Limits and Continuity

The concepts of limits and continuity are foundational to understanding calculus. A limit represents the value that a function approaches as its input approaches some point. It's like trying to find out what value y is getting closer to as x gets closer to a certain number.

Continuity, on the other hand, means that a function is unbroken or smooth; there are no jumps, holes, or gaps as you trace along the graph of the function. For a function to be continuous at a point 'c', the function must be defined at 'c', the limit as 'x' approaches 'c' must exist, and the limit of the function as 'x' approaches 'c' must equal the function's value at 'c'. In our exercise, to solve parts (b) and (c), we depend on understanding the limit of a difference quotient as 'x' approaches 'c' from either side. This concept is tied to both the definition of a derivative and ensuring that the function behaves as expected near a point of extremum.

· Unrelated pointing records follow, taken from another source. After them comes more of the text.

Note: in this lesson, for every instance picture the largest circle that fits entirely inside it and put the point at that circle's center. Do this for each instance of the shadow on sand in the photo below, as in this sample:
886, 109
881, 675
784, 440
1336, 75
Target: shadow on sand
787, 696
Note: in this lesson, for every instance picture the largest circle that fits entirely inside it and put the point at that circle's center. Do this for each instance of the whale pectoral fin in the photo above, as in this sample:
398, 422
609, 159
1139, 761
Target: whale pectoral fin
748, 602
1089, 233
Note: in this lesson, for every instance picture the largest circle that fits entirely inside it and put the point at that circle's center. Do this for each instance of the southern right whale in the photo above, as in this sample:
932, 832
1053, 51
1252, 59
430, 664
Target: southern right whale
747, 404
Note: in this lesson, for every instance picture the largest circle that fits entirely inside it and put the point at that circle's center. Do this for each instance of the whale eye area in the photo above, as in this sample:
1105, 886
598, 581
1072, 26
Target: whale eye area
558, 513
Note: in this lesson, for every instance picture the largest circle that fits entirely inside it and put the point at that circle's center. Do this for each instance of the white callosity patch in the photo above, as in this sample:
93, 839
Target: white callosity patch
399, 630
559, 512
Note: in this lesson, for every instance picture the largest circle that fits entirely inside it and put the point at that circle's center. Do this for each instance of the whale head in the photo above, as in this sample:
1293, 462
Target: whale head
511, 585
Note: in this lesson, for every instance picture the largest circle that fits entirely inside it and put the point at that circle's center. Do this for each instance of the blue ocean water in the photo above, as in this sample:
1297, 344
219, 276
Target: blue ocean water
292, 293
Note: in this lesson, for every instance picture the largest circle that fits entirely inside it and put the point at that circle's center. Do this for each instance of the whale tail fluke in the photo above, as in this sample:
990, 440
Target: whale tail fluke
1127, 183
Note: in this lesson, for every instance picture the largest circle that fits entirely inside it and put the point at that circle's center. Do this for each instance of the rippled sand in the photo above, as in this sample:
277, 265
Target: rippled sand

Derivative Tests for Extrema

Derivative tests provide a practical way to locate the local maxima and minima of a function. These tests use the derivative of a function as a tool to determine where the function's rate of change switches direction.

First Derivative Test

If the derivative changes from positive to negative, we have a local maximum. Conversely, if it changes from negative to positive, it indicates a local minimum.

Second Derivative Test

Another approach is to look at the second derivative of a function. If the second derivative is greater than zero, the function is concave up, suggesting a local minimum. If it's less than zero (concave down), it implies a local maximum.

Our exercise showcases a fundamental application of the derivative test, dealing with the case where a derivative equals zero indicating potential extrema. By understanding that the derivative at a local maximum or minimum must equal zero, we can infer critical points of the function that warrant further investigation using these derivative tests.